Street signs in English and Gaelic and a bilingual council logo are part of a comprehensive Gaelic Language Plan to go before Angus councillors next week.
The document, which the local authority is required by law to produce, will cover the period from 2019 to 2024.
It makes the point that the history of Gaelic in Angus runs from around the 8th Century, and it survived as the spoken language of the county until it was “probably superseded” by Scots by the 13th Century.
The 2001 Census found 0.45%of the residents in the Angus Council area were Gaelic speakers, but this had fallen to 0.37% in 2011.
Currently, there is no pre-school provision in Gaelic.
However, the Angus Gaelic medium class at Whitehills Primary School had seven pupils during the academic school year 2018-2019.
The local authority has been unable to recruit secondary school Gaelic teachers, despite several attempts, although secondary school pupils can attend Whitehills once per week, where the Gaelic teacher runs sessions with them.
The raft of proposals being put to councillors on the policy and resources committee includes revising the procedure for naming streets in new developments.

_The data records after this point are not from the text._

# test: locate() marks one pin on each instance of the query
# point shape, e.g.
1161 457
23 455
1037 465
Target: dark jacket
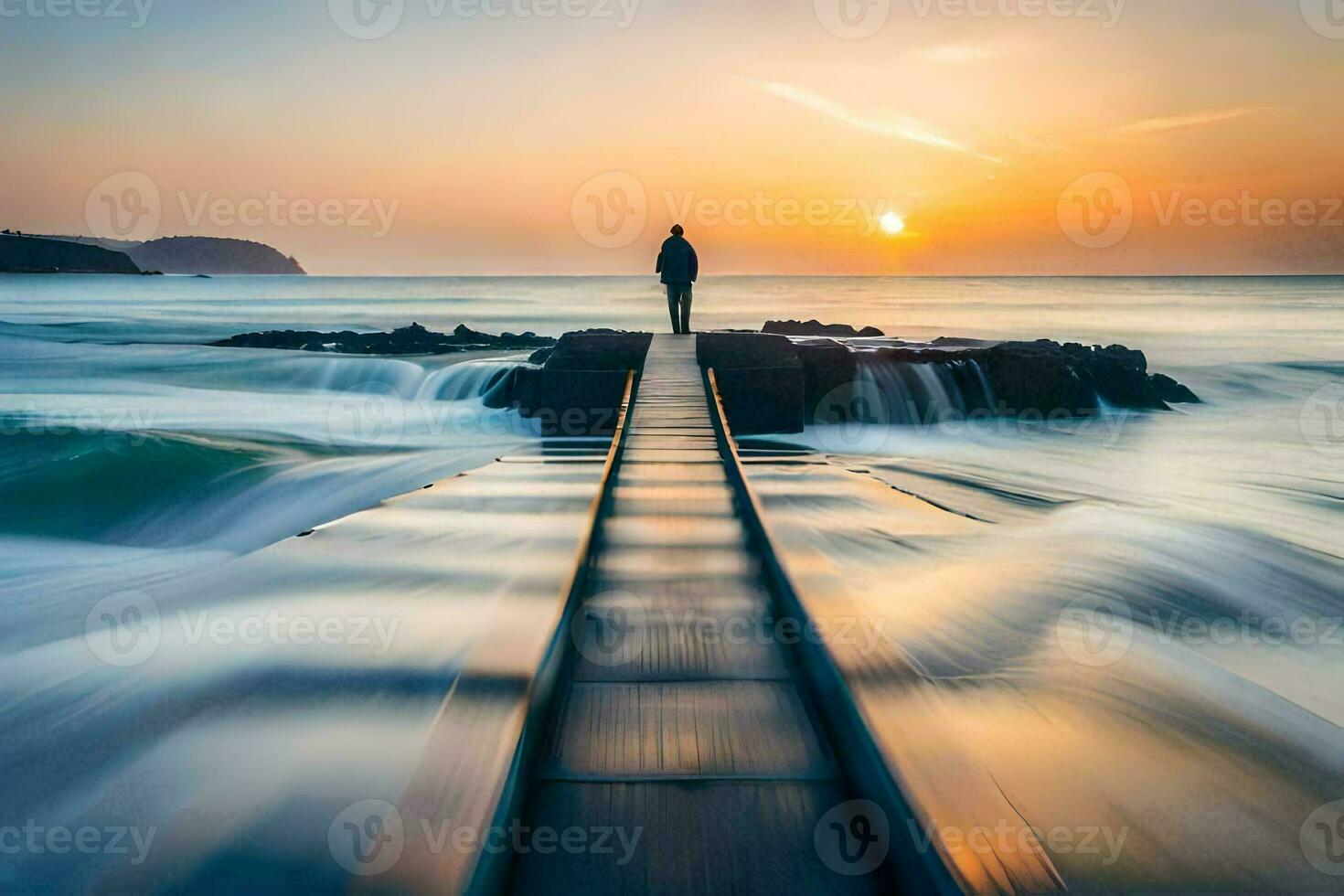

Developers may be asked to make name plates bilingual and the council will increase the number of front line council staff who can speak Gaelic.
Gaelic greetings on council automated systems or answering machines could also be introduced.
Forfar and District Conservative Councillor Braden Davy gave a cautious welcome to the plans.
He said: “Gaelic is a language which should be preserved and protected, but this should be done reasonably and at low cost.
“At a time of drastic cuts to council budgets, you have to wonder whether the Angus public would consider this a priority for additional investment in an area which historically spoke Scots, not Gaelic.
“Taxpayers will rightly be concerned over resources being spent changing the council logo, putting Gaelic onto council cars and changing over street signs.
“It also poses concerns that from 2019 the council may be required to spend money translating into Gaelic, responding to letters in Gaelic, and providing Gaelic automatic replies. Not to mention, by 2023 and 2024 it aims to create systems for responding to forms in Gaelic, all at an additional cost to the Angus taxpayer.
“However this is forced upon local authorities by the Scottish Government, it remains to be seen whether there is appetite for this from the Angus public.”